Just this vignette about Panamint Playa reflects my thoughts on the park — there is so much diversity that can be found in relatively small spaces within this massive area. One really just needs to spend the time to find it. Couldn’t the same lesson be applied in most life situations?
On to the images. I am usually one to say “quality over quantity”, but in this case I find myself with almost too many images for 3.5 days. Nonetheless, each speaks to me in a different way and also serves to tell viewers about the different aspects of Death Valley National Park and the nearby landscapes in the Eastern Sierras. What an amazing stretch of natural beauty in this earth! Here they are in chronological order. Your thoughts are appreciated:
Dante’s View: a nice place to see the expanse of a section of the park. I shot this area in mid-day and was able to see some abstract shapes in the creeks that seep into Badwater Basin.
An abstract of salt flats and flowing creeks that sliver through the valley from Dante’s View
Mountains lead to the arid salt flats of Badwater Basin
Cottonball Basin: Talk about misunderstanding a place. When I arrived here, I was pretty underwhelmed. I found the edges of this salt flat to be a little boring. A few more minutes in and steps toward center, and the otherworldly nature of this spot took hold. The delicate salt formations were foreboding but fragile. I immediately noticed that my footprints were affecting the crusty surface of the salt flat. Treading lightly, I searched for cool formations that reflected the sunset light.
The sun reflects off reflective salt flats at Cottonball Basin
Pink light shines off of high clouds just past sunset at Cottonball Basin
The moon is reflected in a creek leading into Cottonball Basin
Zabriskie Point: One of the most popular spots in all of Death Valley. I spent some time before sunrise here to capture twilight and some of the waning starlight. Beautiful formations but a little too crowded.

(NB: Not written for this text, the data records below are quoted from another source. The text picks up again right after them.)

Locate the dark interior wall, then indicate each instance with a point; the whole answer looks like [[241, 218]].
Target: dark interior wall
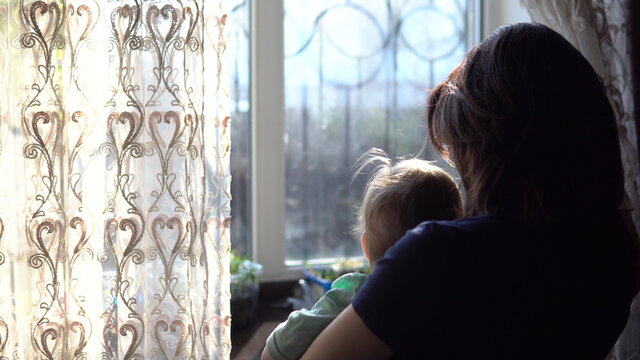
[[633, 20]]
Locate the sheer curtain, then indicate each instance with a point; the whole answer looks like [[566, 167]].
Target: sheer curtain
[[599, 29], [114, 181]]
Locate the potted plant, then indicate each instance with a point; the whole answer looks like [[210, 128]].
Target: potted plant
[[244, 290]]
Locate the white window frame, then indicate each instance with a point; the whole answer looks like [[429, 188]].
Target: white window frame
[[267, 122]]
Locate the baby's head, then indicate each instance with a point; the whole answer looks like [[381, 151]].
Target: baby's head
[[401, 196]]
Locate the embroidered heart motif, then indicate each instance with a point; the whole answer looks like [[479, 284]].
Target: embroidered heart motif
[[80, 22]]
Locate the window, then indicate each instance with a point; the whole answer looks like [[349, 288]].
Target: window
[[324, 82]]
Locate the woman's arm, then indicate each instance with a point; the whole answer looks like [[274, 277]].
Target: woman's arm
[[347, 337]]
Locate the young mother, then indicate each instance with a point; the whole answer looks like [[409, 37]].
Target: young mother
[[541, 267]]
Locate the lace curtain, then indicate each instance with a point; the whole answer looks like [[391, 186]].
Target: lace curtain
[[599, 29], [114, 181]]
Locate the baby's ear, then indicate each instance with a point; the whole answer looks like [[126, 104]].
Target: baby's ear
[[363, 243]]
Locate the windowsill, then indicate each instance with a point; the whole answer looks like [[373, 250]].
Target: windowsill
[[247, 343]]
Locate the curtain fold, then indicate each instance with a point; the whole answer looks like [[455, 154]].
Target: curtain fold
[[114, 180], [600, 30]]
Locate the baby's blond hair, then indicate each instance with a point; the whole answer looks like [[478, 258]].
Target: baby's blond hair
[[399, 197]]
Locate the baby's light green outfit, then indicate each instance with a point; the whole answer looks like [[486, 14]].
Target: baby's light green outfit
[[293, 337]]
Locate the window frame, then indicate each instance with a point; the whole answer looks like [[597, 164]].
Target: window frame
[[267, 110]]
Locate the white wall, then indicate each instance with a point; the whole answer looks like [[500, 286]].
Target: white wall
[[502, 12]]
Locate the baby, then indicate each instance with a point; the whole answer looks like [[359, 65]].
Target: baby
[[397, 198]]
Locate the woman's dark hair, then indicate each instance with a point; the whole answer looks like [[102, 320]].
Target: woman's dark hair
[[527, 123]]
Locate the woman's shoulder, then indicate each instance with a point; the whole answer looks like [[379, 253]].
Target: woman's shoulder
[[440, 234]]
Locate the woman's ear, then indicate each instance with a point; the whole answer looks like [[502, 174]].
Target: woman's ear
[[363, 243]]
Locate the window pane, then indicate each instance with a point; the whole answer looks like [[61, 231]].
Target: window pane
[[238, 57], [356, 74]]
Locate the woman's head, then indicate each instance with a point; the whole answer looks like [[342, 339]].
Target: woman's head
[[401, 196], [526, 121]]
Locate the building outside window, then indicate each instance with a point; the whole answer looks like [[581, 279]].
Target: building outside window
[[315, 84]]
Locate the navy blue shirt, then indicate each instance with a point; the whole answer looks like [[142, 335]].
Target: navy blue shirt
[[487, 288]]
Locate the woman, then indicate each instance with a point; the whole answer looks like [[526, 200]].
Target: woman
[[541, 266]]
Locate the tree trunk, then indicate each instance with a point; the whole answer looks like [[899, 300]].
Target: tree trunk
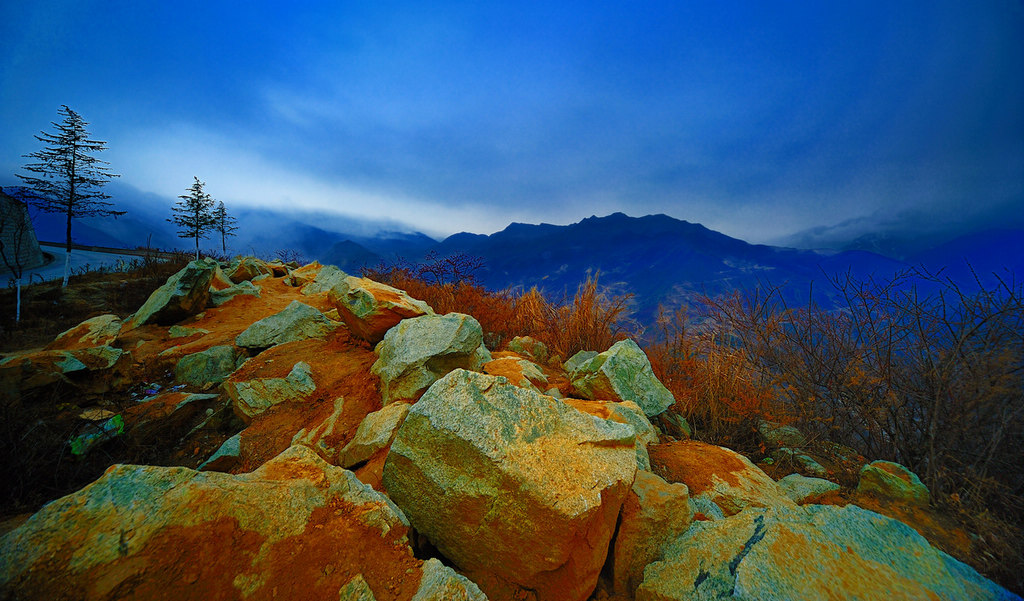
[[68, 254]]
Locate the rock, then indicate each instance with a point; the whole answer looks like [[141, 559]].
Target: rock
[[653, 514], [183, 332], [211, 366], [519, 490], [518, 371], [439, 583], [724, 476], [675, 425], [164, 416], [89, 359], [801, 460], [294, 528], [628, 413], [356, 590], [370, 308], [219, 297], [528, 347], [774, 434], [375, 432], [803, 489], [252, 397], [623, 373], [247, 268], [579, 358], [324, 437], [417, 352], [95, 434], [296, 322], [814, 552], [893, 481], [225, 458], [97, 331], [184, 294], [327, 277]]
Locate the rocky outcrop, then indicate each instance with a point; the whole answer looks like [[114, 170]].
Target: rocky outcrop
[[530, 502], [528, 347], [622, 373], [247, 268], [803, 489], [296, 322], [219, 297], [892, 480], [654, 514], [376, 431], [97, 331], [723, 476], [252, 397], [296, 527], [212, 366], [327, 277], [518, 371], [814, 552], [184, 294], [370, 308], [417, 352], [625, 413]]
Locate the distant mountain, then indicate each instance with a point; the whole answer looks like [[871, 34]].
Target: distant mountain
[[659, 259], [985, 254]]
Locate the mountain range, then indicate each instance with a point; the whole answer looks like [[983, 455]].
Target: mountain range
[[659, 259]]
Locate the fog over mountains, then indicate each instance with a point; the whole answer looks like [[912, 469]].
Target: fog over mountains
[[659, 259]]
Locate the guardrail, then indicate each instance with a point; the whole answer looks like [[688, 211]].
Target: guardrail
[[110, 250]]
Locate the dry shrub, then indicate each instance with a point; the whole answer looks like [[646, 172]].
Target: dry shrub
[[592, 319], [714, 386]]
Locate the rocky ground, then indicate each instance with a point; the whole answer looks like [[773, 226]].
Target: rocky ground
[[297, 433]]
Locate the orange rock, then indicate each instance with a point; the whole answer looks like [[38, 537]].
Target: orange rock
[[724, 476]]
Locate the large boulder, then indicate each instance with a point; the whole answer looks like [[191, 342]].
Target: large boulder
[[97, 331], [803, 489], [371, 308], [211, 366], [376, 431], [252, 397], [417, 352], [654, 514], [296, 322], [184, 294], [628, 413], [894, 481], [814, 552], [623, 373], [248, 267], [518, 489], [718, 474], [327, 277], [295, 528], [219, 297]]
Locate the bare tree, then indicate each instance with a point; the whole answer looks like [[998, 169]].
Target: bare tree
[[194, 214], [223, 223], [69, 176], [16, 242]]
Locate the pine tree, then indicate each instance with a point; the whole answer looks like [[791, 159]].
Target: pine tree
[[194, 214], [70, 176], [223, 223]]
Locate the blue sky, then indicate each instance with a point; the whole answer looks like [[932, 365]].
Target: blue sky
[[756, 119]]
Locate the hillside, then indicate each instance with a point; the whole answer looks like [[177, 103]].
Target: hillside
[[267, 430]]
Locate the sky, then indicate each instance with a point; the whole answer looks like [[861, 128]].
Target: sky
[[756, 119]]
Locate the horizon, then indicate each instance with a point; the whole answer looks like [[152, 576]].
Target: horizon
[[766, 125]]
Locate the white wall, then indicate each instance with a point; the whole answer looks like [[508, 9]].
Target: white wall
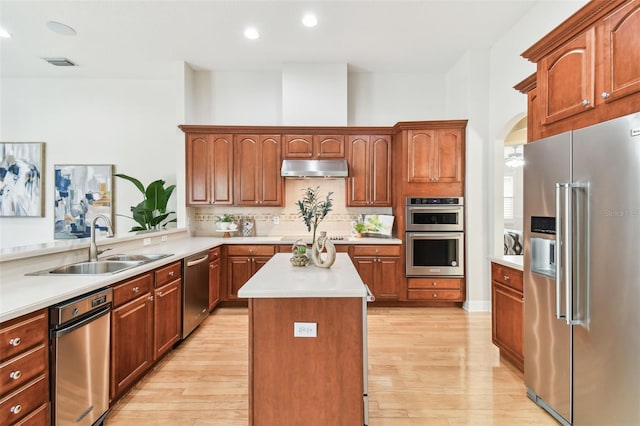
[[128, 123], [383, 99]]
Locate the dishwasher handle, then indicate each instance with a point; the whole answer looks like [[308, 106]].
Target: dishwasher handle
[[191, 263]]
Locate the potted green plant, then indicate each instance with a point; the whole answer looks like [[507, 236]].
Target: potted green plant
[[224, 221], [312, 209], [151, 213]]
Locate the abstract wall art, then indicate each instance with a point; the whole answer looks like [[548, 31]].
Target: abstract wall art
[[82, 191], [21, 166]]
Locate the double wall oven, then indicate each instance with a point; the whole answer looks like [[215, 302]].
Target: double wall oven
[[434, 236]]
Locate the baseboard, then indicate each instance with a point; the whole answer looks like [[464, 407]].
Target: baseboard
[[477, 306]]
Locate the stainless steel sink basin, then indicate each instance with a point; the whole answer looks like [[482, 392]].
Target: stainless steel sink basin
[[136, 257], [101, 267], [106, 266]]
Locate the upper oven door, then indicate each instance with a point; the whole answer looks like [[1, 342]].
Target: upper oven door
[[434, 218]]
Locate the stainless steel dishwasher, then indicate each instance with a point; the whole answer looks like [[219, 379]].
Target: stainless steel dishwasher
[[195, 292], [79, 332]]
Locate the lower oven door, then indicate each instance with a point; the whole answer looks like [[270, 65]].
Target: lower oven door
[[435, 254]]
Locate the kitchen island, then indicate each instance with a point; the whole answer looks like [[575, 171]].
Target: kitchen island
[[307, 344]]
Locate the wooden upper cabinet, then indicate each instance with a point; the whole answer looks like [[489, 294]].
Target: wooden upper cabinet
[[566, 79], [369, 181], [313, 147], [621, 53], [435, 156], [209, 169], [257, 177]]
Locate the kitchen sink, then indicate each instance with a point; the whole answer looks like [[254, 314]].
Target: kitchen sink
[[136, 257], [106, 266]]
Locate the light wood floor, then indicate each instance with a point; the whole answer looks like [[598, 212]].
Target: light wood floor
[[427, 366]]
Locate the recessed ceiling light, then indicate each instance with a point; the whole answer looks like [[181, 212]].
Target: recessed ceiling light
[[251, 33], [60, 28], [309, 20]]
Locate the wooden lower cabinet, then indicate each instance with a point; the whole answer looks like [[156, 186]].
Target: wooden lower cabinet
[[435, 289], [379, 267], [214, 277], [242, 262], [507, 307], [24, 370]]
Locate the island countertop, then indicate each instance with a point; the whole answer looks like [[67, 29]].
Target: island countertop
[[279, 279]]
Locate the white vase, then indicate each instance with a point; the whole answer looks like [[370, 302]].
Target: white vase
[[321, 245]]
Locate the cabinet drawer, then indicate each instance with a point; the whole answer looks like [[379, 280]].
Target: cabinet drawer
[[448, 295], [168, 273], [19, 370], [23, 333], [214, 254], [131, 289], [23, 401], [507, 276], [40, 417], [386, 250], [434, 283], [252, 250]]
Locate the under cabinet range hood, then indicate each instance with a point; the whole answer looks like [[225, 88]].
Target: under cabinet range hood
[[314, 168]]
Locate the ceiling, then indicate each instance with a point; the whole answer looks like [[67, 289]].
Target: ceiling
[[122, 38]]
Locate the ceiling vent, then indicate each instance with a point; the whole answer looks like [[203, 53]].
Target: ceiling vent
[[60, 62]]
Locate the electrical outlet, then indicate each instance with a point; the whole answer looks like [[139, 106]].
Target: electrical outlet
[[305, 329]]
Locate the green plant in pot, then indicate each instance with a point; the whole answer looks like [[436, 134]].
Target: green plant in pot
[[312, 209], [151, 213]]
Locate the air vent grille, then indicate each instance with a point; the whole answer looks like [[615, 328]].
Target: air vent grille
[[60, 62]]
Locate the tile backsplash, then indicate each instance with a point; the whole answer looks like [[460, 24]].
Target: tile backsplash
[[202, 220]]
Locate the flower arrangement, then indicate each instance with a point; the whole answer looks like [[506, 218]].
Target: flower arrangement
[[312, 209]]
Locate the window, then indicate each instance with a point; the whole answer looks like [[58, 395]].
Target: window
[[508, 197]]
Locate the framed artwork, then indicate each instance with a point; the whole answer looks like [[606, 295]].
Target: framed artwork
[[82, 191], [21, 166]]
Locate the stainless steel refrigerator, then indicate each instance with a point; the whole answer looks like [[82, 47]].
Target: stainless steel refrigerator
[[582, 274]]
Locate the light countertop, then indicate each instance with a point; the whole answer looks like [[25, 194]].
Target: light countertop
[[279, 279], [512, 261]]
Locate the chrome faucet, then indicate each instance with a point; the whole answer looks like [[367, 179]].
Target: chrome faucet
[[93, 249]]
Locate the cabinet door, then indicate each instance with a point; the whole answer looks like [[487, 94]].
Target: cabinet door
[[271, 183], [248, 169], [420, 148], [448, 155], [167, 317], [621, 53], [328, 146], [358, 182], [214, 284], [238, 272], [507, 308], [298, 146], [380, 170], [387, 278], [566, 79], [131, 343]]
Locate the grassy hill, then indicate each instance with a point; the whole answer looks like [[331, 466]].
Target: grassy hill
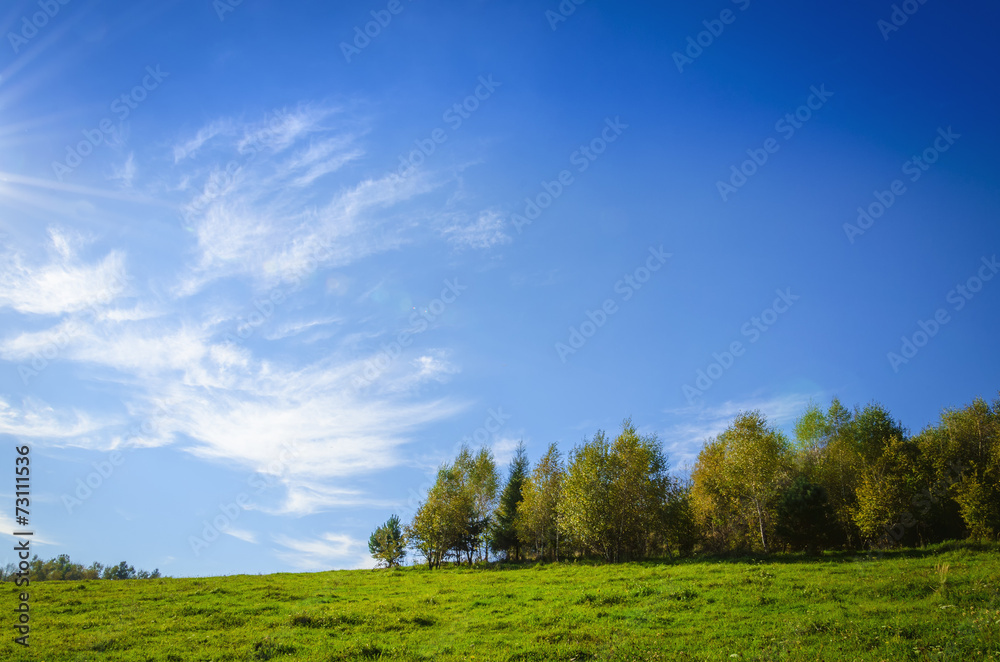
[[937, 604]]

Predawn blues, stars, and venus shine over Zabriskie Point
The beautiful shapes of badlands at Zabriskie Point before sunrise
Twenty Mule Team Canyon: I found a section of cool badlands in this canyon and set out on foot, deeper and deeper into the canyon. The badlands were interesting in texture — a crumbly sort of mud that fell away as I drove my boots up the mountains. With such a texture, it seemed to me that each mountain of mud existed precariously and could wash away in a rainstorm — kind of reminded me of the quality of Kauai’s Waimea Canyon in the way the oxidized volcanic rock had been reduced to mounds of red ash just crumbling away. I followed faint footpaths on the edges of the canyon peaks, getting higher in elevation, and suddenly found a rock quarry peppered with desert gold wildflowers. Just past sunrise, it was a perfect complement to the waves of badlands, bathed in warm sunlight, looking towards the valley.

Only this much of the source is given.